Ten people have died among 32 infected with Middle East Respiratory Syndrome in Saudi Arabia since June in a series of clusters of the viral disease, the World Health Organization says.

The latest cases, recorded between June 1 and September 16, bring the global total of laboratory-confirmed MERS cases to 2254, with 800 deaths, the United Nations agency said in a "disease outbreak" statement on its website.

MERS first emerged in humans in Saudi Arabia in 2012 and has since spread to cause outbreaks in dozens of countries around the world. The vast majority of the cases - around 1800 of them - have been in Saudi Arabia.

The virus MERS can cause severe respiratory disease in people and kills one in three of those it infects.

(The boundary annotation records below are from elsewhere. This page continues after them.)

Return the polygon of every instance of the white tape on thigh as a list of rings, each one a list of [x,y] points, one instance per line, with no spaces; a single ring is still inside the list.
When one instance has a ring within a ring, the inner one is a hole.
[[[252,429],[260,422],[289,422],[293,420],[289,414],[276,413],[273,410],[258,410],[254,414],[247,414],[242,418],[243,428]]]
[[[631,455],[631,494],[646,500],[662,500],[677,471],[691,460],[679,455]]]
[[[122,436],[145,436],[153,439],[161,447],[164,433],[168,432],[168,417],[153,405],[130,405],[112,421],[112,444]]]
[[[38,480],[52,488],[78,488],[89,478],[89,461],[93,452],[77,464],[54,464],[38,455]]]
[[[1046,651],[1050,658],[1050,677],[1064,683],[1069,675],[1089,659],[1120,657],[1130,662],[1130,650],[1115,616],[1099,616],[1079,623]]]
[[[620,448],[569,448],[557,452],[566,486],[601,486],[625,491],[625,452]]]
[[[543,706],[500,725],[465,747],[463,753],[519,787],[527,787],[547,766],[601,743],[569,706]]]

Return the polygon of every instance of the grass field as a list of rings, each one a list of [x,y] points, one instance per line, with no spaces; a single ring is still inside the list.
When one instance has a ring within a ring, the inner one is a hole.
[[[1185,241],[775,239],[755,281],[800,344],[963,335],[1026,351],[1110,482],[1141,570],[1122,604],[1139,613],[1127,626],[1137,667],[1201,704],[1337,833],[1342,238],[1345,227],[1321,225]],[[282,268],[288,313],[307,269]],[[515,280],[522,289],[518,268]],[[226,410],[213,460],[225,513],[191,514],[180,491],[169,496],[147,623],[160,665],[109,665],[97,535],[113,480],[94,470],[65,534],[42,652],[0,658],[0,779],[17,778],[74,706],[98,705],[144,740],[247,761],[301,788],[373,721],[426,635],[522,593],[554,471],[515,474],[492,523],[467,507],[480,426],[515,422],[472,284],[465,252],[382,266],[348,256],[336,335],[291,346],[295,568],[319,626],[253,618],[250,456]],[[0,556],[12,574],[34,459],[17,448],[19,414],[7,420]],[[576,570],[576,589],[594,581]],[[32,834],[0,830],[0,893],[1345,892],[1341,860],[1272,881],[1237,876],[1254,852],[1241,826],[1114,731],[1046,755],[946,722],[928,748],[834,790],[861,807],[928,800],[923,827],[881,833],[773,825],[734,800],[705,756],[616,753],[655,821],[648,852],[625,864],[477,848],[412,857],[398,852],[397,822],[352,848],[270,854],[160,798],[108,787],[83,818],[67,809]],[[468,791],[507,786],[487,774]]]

It is thought to be carried by camels and comes from the same family as the coronavirus that caused China's deadly Severe Acute Respiratory Syndrome outbreak in 2003.

Most of the known human-to-human transmission of the disease has occurred in healthcare settings, and the WHO has warned hospitals and medical workers to take stringent precautions to stop the disease spreading.

The WHO said these latest cases did not change its overall assessment that the virus poses a risk of spreading both within and beyond the Middle East.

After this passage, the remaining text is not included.